Dans l’UE, les prix catalogues sont différents d’un pays à un autre, ce qui est assez peu justifié. Un prix catalogue européen unique pourrait renforcer la transparence et simplifier l’accès au marché, tout en laissant à chaque État la liberté de négocier ses remises.
Pour les laboratoires, cette flexibilité internationale de négociation est indispensable pour disposer d’un pouvoir de négociation avec chaque État, sans que le prix négocié le plus bas serve systématiquement de référence. Le pouvoir de négociation diffère selon les pays, et les remises (nature et valeur) diffèrent d’un pays à l’autre.
La France fait partie des pays qui socialisent le plus avec de l’argent public (à 75% vs 62% en moyenne ailleurs) le financement des médicaments.
La France, par exemple, paye moins cher ses médicaments que la moyenne européenne (–11 %)… mais au prix de délais d’accès cinq fois plus longs qu’en Allemagne.
Résultat : 40 % des innovations autorisées entre 2019 et 2022 ne sont toujours pas disponibles en France.
Et si les prix réels devenaient publics ?
Si l’amendement était adopté , la France deviendrait le seul pays à imposer des prix réels publics.
Les labos exigeraient que le prix public soit le prix catalogue ou proche de ce prix catalogue. Les prix augmenteraient de l’ordre de 20% comme évoqué supra. Qui serait gagnant ? Certainement pas la sécu.
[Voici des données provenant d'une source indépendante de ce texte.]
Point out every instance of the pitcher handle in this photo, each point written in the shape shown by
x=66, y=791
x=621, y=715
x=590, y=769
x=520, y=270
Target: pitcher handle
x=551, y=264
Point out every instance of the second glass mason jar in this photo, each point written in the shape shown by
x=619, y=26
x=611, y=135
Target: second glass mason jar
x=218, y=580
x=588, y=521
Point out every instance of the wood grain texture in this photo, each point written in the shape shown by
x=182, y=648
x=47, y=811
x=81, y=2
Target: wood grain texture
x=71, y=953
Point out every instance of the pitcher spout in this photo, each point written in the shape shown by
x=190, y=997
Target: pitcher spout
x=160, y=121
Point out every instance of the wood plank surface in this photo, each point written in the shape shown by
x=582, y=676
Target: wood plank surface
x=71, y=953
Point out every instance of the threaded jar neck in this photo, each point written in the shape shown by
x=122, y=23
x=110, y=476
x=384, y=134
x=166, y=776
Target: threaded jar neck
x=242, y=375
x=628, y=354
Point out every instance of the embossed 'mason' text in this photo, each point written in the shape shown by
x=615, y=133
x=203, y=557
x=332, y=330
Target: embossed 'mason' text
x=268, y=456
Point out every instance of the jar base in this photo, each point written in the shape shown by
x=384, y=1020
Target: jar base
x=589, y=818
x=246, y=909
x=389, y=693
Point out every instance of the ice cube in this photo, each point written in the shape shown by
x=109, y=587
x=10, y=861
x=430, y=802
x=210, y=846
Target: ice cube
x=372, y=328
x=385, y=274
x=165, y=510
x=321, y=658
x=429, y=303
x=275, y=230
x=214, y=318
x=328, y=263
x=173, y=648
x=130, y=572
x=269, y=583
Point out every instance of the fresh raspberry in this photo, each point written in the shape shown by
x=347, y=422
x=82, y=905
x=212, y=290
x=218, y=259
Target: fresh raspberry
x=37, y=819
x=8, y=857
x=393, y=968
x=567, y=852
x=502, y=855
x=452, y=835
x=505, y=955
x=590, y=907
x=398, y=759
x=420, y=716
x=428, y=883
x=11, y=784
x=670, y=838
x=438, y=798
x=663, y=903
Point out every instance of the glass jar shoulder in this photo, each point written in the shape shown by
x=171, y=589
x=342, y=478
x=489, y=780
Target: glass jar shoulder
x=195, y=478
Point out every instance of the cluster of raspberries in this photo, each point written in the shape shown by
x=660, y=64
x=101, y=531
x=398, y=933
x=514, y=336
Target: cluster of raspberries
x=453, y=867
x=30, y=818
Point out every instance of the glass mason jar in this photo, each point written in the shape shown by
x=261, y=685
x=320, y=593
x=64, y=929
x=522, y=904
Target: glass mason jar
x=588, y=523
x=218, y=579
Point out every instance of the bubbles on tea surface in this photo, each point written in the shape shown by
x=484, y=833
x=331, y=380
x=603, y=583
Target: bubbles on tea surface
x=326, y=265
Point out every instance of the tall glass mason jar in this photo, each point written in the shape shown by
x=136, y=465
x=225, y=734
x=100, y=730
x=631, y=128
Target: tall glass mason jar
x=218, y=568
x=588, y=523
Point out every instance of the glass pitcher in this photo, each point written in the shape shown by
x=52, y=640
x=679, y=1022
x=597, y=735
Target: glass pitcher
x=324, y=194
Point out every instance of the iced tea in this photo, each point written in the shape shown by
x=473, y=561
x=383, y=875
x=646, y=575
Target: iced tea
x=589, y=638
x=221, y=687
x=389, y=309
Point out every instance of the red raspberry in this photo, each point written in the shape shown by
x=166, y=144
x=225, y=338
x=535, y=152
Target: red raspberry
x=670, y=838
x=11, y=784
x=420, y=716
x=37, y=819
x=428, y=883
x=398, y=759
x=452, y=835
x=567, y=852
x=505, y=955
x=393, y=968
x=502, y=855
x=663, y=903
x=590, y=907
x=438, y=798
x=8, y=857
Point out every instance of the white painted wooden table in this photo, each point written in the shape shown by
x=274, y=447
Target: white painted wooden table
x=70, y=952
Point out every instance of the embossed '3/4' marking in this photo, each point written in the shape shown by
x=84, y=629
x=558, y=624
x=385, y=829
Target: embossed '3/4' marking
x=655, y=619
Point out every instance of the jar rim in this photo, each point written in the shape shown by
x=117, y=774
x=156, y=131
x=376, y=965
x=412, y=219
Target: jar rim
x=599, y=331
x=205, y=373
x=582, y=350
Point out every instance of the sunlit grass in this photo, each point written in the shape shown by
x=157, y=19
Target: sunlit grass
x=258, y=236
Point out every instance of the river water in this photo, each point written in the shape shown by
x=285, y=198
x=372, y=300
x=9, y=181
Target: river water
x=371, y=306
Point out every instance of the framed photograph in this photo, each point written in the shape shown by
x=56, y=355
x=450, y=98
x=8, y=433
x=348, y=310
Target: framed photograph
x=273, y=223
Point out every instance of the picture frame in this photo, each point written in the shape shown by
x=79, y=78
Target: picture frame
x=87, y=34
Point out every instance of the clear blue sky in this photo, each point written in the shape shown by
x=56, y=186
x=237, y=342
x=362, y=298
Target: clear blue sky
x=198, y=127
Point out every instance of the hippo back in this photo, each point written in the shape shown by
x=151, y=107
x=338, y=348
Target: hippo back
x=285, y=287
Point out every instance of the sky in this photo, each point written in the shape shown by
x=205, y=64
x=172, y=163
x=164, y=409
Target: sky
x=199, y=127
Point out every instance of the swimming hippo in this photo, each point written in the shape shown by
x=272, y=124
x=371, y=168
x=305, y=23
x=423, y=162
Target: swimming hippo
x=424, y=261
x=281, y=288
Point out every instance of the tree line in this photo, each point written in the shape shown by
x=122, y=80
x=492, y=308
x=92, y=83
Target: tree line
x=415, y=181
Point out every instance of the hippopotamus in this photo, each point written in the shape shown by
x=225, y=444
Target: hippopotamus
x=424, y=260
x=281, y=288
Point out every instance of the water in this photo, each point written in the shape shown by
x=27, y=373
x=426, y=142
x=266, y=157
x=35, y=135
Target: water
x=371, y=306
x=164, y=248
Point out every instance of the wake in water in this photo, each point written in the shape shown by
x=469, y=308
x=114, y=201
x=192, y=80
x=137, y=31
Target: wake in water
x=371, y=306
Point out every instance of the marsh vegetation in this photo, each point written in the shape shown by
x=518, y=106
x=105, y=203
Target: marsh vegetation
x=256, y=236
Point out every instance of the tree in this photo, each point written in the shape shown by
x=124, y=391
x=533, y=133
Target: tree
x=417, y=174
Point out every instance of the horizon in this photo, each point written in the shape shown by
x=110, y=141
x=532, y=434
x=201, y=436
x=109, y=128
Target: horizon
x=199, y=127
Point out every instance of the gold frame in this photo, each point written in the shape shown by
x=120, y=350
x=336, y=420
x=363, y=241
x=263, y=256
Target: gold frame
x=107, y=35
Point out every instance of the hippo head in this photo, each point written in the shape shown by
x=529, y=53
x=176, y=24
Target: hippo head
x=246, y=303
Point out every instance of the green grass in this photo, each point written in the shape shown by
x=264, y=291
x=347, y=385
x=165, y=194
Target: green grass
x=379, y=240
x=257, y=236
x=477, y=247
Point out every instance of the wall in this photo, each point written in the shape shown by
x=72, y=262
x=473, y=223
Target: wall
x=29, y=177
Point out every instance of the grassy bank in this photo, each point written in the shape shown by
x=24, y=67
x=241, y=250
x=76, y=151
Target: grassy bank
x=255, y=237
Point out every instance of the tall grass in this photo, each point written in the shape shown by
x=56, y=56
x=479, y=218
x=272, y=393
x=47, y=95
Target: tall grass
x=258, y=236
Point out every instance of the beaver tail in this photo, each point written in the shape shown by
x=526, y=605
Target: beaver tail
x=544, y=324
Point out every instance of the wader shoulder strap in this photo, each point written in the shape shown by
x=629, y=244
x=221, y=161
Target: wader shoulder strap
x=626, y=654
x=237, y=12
Ceux qui pensent qu’il suffit de « tordre le bras » des labos peuvent comprendre que ces labos ont plus intérêt économiquement à se priver d’un marché représentant 3% du marché mondial, que de baisser de 20% le prix moyen dans tous les autres pays (quasi -40% sur les innovations).
Ce système prix catalogue public/ prix réel confidentiel est -il spécifique au secteur du médicament ?
Un système existant dans la plupart des marchés publics
Ce double système – prix catalogue public, prix réel confidentiel – n’est pas propre au médicament.C’est la norme de nombreux marchés publics : énergie, informatique, services…
Les prix négociés sont confidentiels pour préserver la capacité de négociation.
Je prenais l’exemple ce matin à France info de Radio France, la société mère de la radio négocie ses équipements informatiques à un prix inférieur au prix catalogue, ce qui économise de l’argent public.
Ces prix négociés ne sont pas communiqués au grand public pour laisser une flexibilité de négociation au vendeur dans ses futures négociations.
Une mauvaise réponse à un vrai sujet
Ce système de tarification des médicaments n’est pas parfait car il créé de l’opacité. C’est donc le pire des systèmes, à l’exception de tous les autres.
Cela ne signifie pas que la recherche de transparence sur les prix des médicaments n’est pas un sujet sérieux à traiter, dans l’intérêt de l’industrie, des Pouvoirs Publics et des citoyens.
Une grande pédagogie (comme celle que je m’efforce de faire ici) est à mener auprès des acteurs de santé et du grand public sur la fixation des prix, leur évolution….
La fixation des prix est actuellement une boite noire dans laquelle naviguent quelques hauts fonctionnaires de l’État et de la Cnam.
On pourrait, par exemple, rendre le système plus démocratique en y incluant des représentants des patients et des citoyens, qui sont tout autant capables que des hauts fonctionnaires de conserver le secret des affaires.
En conclusion, la volonté de disposer d’un contrôle public et démocratique est louable, mais la solution proposée par nos Parlementaires est inappropriée et inapplicable.